The weather in my little corner of Oregon this winter has been perfect. Perfectly wretched, that is. Endless days of drizzle that seems to defy gravity and just hang in the air has caused many of us to begin resembling waterlogged, fungus-covered gnomes. The locals call themselves “webfeet” with no small amount of pride, but it’s hard for me to buy into this thinking on those cold, miserable walks the dogs seem intent on inflicting on me every day. I’ll whine it out loud, just this once, I hate this damned rain!
One of the lovely side effects of all this precip is that my real-world flying lessons have had to go on hiatus during the cloudbursts. If the low ceilings weren’t enough to keep me hangar-bound, my choice of training airports ices the cake. Situated exactly at the mouth of the Columbia River Gorge, Portland Troutdale airport (KTTD) is positioned beautifully to catch the full furious brunt of the winds that whip through the gorge, nearly non-stop, all winter long. It makes me a little nuts to look up and see a rare decent day forming, only to call up Troutdale’s AWOS and get a report of “winds 090 at 25, gusting to 37”. I’m endorsed to take off in crosswinds of up to 5 knots at this stage in my training, and the little 172 I fly is rated for up to 15kts. Neither of us can even consider the havoc that a 37kt gust might wreak on our delicate frames. So, on the ground I sit, trying to maintain a modicum of proficiency by flying on my simulator and studying up for my written exam.
All of this is the long way of explaining why I was so excited by yesterday’s weather report. While the skies were far from clear, the clouds were broken enough to allow VFR flight, and the winds took a rare winter break, dwindling to nearly nothing. It didn’t take long to get on the horn, round up my instructor, and secure the plane for the afternoon. And a glorious afternoon it was, too! The clouds were chasing each other across the sky in great fluffy herds, revealing snowy mountain peaks and frosted forests below. The crystalline winter air revealed amazing views of the jagged white tips of Mt. Hood nearby, Mts. Jefferson and Ranier farther away, and the ever-present hump of Mt. St. Helens, quiet for now, just across the river.
It had been since early November that I was in behind the controls, but I was pleased to discover that I hadn’t lost much, if anything, in the interim. I was able to perform some steep turns, some (very) slow flight, a few stalls and a wide variety of landings. From normal to short-field approaches, with full flaps and sideslipping with none, everything went off without a hitch.

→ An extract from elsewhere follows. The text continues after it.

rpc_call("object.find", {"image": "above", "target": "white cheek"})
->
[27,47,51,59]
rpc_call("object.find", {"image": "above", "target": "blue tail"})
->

On one particularly long final approach (due to some other traffic that got in ahead of me), I was suddenly struck by what excellent preparation all those years of flying in Flight Sims had provided. Sometimes the benefits are easy to track; things like understanding how systems and instruments work, and how to navigate using a VOR. Yesterday, however, I realized how many intangible benefits there are as well. I was setting up an approach, eyeballing the runway and trying to get positioned correctly on glideslope to make a smooth landing. It all just felt so comfortable and familiar, although I hadn’t done it in months in “real life”. Flying in a simulator had given me a good understanding of the way a runway should look when the plane is on a correct angle of approach. That kind of spatial understanding, especially when it becomes second nature, is essential to good piloting. I would be much less advanced in my training right now had it not been for the practice I’ve had sitting in front of my computer all those nights.
So don’t let anyone tell you simulators don’t have their place in training. I’ve found my copy of Flight Simulator 2004 to be an extraordinarily good investment that’s paid for itself many times over by cutting down on the time it’s taken me to grasp concepts when sitting in a real cockpit. Besides which, if I hadn’t picked it up in the computer store so many years ago on a whim, I’m fairly sure I wouldn’t be within striking distance of a private pilot’s license right now! Thanks, Microsoft.